FAT BOSS (REALLY FAT)
Team consisting of Stanford, UCSC, and SUNY CS alumni, including founding engineers and a security CEO, skilled in PyTorch, Python, Go, and cloud-native microservices.
YouTube Video
Project Description
The FatBoss architecture is built as a Hybrid Inference Engine that redefines the edge-cloud frontier by prioritizing local-first reasoning while using the cloud as a high-capacity fallback.
- On-Device Execution & Intelligent Routing
The core intelligence (found in
main.py
) utilizes a Difficulty-Aware Routing strategy. It doesn’t blindly send queries to the cloud; instead, it performs local “pre-reasoning” to determine the most efficient path:
Signal Detection: The engine scans for “multi-intent signals” (conjunctions like “and”, “then”, “also”). If a query asks for multiple tools at once, it proactively routes to the cloud to ensure complex logic is handled correctly.
Confidence Thresholds: Every local inference via the Cactus SDK returns a confidence score. If the on-device model is unsure (default < 0.6), the system triggers Dynamic Escalation to Gemini Flash.
Validation Guardrails: Before a local result is accepted, it must pass a “Parameter Integrity Check.” If the local model hallucinates a tool name or misses a required field, the system falls back to the cloud in real-time.

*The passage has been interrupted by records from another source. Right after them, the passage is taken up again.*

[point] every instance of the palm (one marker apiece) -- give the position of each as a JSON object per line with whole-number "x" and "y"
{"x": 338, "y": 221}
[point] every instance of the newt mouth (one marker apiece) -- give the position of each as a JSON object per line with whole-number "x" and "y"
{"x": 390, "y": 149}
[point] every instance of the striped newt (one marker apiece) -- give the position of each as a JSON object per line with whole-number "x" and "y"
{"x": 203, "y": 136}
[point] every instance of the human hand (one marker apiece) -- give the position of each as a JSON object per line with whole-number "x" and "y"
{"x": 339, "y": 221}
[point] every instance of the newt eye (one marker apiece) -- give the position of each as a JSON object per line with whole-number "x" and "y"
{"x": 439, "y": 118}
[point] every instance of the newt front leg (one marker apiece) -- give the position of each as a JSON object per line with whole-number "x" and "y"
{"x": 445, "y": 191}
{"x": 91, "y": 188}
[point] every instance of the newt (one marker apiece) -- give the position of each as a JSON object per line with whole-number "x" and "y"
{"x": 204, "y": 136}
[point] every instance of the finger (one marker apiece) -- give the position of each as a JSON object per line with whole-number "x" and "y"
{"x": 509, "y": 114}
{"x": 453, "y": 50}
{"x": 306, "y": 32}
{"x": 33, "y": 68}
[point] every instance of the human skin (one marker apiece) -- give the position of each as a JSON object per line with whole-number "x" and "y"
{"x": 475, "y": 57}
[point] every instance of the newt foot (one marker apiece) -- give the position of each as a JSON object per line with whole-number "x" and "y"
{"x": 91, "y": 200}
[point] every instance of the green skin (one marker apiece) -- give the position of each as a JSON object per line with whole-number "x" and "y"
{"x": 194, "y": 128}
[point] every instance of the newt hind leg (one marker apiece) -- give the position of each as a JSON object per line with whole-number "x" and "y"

- Local-First Reasoning: Speed & Privacy
By utilizing FunctionGemma-270m-it, FatBoss achieves “Agentic Utility” through a local-first approach:
Low Latency: Simple tasks (setting timers, checking status, updating OKRs) are processed locally, aiming for a 500ms baseline—significantly faster than cloud round-trips.
Privacy by Default: Sensitive user intents are processed and reasoned about on-device. Only anonymized or high-complexity data fragments are escalated to the cloud, maintaining a strong privacy perimeter.
Singleton Cache Management: To ensure speed, the system keeps the model warm in memory and uses cactus_reset() between calls. This avoids the overhead of reloading weights for every “thought” the agent has.
- Redefining the Frontier: Gemma + Cactus
The architecture fundamentally relies on the synergy between FunctionGemma and Cactus Compute:
Cactus Compute SDK: Serves as the high-speed execution layer for on-device inference, providing the critical “Cloud Handoff” markers that enable the hybrid flow.
Edge-Native Agentic Utility: The system uses Tool RAG (Top-K) at the edge. When the agent is presented with many tools, it dynamically filters the list so that the 270m model can focus its reasoning window on the most relevant capabilities.
- Technical Stack
Intelligence Layer:
Local: Google FunctionGemma-270m-it via Cactus SDK.
Cloud: Gemini 2.0 Flash via google-genai.
Routing: Custom Python-based Hybrid Engine with intent detection.
Frontend Ecosystem:
Web Portal: React 19, Vite 7, TailwindCSS 4, Framer Motion (for the Series D modern aesthetic).
Manager Widget: Tauri 2 (Rust + React desktop app) providing a native floating overlay.
Mobile App: Expo 54 & React Native 0.81 for cross-platform agentic interaction.
Sync & Infrastructure:
Flask & Flask-CORS: Lightweight service discovery and data persistence layer (local_sync_server).
Tauri/reqwest: Low-level Networking for the desktop agent.
This stack enables FatBoss to act as a truly autonomous agent that lives on your device, knows its own limits, and only reaches for the cloud when the complexity of the “mission” requires it.